A modern attack rarely starts with an exploit. It starts with a person. Uber and Twilio were both breached after attackers impersonated IT and phished employees. Coinbase faces up to $400M in cleanup costs after criminals bribed overseas support agents for customer data and used it to scam users.
Why the old defenses miss it
Email filters catch mass phishing, so attackers moved to WhatsApp, Telegram, LinkedIn, SMS, and voice, then chained them together. Mandiant’s M-Trends found Scattered Spider going from a helpdesk vishing call to full domain-admin access in roughly 40 minutes. Vishing now sells as a service at $500 to $1,000 per successful call. AI makes the caller convincing: in 2023, attackers used an AI voice clone of Retool’s IT staff to call an engineer, clear MFA, and reach 27 of its crypto customers. Awareness training does little against this, and controlled studies find almost no relationship between recent training and click rates.
We watch the seams between channels
Each surface alone looks benign. The attack becomes legible only when signal is shared across channels, which is what the Communication Firewall is built to see.

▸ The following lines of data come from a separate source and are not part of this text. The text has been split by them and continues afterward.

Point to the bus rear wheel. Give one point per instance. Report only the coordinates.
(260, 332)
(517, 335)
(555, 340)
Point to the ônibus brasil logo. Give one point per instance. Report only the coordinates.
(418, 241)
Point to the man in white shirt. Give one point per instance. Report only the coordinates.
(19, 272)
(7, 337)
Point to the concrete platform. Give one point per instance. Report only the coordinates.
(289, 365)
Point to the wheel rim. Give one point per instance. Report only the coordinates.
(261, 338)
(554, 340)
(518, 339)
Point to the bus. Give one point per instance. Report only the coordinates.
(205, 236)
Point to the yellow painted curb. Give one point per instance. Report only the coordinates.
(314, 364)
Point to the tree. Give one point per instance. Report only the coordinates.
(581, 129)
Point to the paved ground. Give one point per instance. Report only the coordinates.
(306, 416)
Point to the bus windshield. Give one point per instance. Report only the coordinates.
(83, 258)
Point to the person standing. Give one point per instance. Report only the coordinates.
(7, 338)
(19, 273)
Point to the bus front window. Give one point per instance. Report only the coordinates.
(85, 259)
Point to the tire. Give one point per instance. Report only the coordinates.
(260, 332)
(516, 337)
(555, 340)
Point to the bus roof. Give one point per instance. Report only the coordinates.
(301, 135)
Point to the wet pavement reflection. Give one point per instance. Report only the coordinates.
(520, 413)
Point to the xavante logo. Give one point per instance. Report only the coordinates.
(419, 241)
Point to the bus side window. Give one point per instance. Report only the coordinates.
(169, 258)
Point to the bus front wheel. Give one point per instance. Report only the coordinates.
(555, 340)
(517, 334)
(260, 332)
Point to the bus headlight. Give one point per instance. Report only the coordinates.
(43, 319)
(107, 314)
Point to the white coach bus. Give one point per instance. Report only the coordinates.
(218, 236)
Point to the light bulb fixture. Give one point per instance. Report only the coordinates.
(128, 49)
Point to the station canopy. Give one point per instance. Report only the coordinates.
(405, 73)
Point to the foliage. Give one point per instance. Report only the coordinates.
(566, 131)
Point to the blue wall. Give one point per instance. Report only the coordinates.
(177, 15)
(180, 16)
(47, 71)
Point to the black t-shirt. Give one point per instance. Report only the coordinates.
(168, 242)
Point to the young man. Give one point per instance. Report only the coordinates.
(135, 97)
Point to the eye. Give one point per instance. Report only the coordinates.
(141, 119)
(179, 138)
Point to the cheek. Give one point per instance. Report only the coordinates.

When the message gets through
Not every attack can be stopped at the door, so we plan for the ones that land. When a signer approves the wrong transaction, or an employee wires to a spoofed vendor, speed decides the loss. We move to lock the account, stop the transfer, and trace what the attacker touched, then close the path they used to get in. The faster we start, the more of the transfer we can still recover.